While not all of the individual deficiencies were enough to warrant another inspection or the facility’s loss of its license, the reports show that RRBHS’ noncompliance with certain regulations goes back to the facility’s change in ownership in 2016. It was known as the Richard P. Stadter Psychiatric Center until Meridian Behavioral Health acquired the facility and renamed it.
The deficiencies that appear across all three deficiency reports are as follows:
The facility did not properly include social work roles in treatment and discharge planning.
The long-term and short-term goals listed in the comprehensive plans were generic rather than based on individual patient findings.
The comprehensive treatment plans did not clearly identify staff interventions that addressed specific psychiatric needs.
The medical director failed to adequately ensure that services were appropriate or of the quality needed for individual patients.
The director of nursing failed to ensure that comprehensive treatment plans included nursing interventions that addressed the treatment needs for individual patients.
Though these repeat deficiencies were reported for eight sample patients in the April 2019 deficiency report, they do not require a follow-up survey or put the hospital at risk of losing its license to practice, according to Bridget Weidner, of the North Dakota Department of Health.
In the January 2019 report, the CMS reported two more serious deficiencies. The first was a failure to provide medical records that document assessments and treatments given to patients. The second was having an inadequate number of registered nurses at all times.

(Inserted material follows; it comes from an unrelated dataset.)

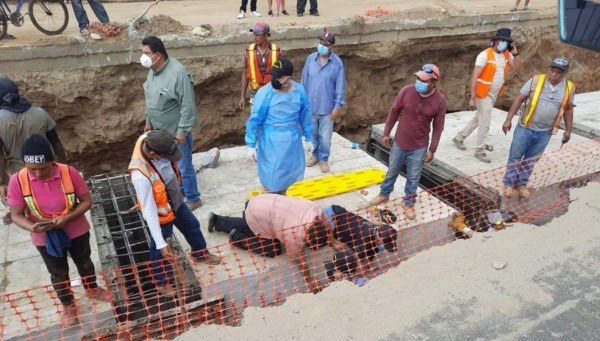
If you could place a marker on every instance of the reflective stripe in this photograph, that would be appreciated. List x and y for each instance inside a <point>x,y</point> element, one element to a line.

Furthermore, the document stated that the facility did not provide appropriate therapy groups and individual sessions and did not employ activity therapy staff, such as music and art therapists, to complete activity therapy assessments recommended in the treatment plan.

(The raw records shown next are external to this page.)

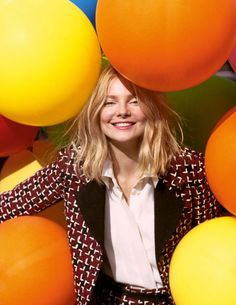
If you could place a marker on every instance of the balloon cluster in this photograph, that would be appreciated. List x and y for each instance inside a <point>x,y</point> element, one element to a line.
<point>50,61</point>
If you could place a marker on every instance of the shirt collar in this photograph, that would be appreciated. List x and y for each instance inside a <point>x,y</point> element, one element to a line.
<point>108,175</point>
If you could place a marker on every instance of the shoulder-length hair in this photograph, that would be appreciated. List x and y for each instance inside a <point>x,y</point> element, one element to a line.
<point>159,143</point>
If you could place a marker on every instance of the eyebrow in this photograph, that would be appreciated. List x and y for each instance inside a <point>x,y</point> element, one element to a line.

The facility did resolve those deficiencies by the time the April follow-up evaluation was completed.
“We think it’s important for … the public to understand the process,” Chickering said of hospital inspections. “It is a spot check. .... It’s based on a sampling methodology … but I think over time it has proven to help entities to identify areas that they need to improve upon. ... So what we’re all wanting is positive outcomes for patients."
Interested parties can search for local hospitals’ deficiency records on HospitalInspections.org. The website, which is operated by the Association of Health Care Journalists, publishes inspection reports to make them easier for the public to access. If recent reports of plans of correction are not available on HospitalInspections.org, people can make a request to CMS or their state’s department of health for the inspection reports.
The Herald was able to receive the reports and plans of correction within five business days of each request and without a formal Freedom of Information Act request.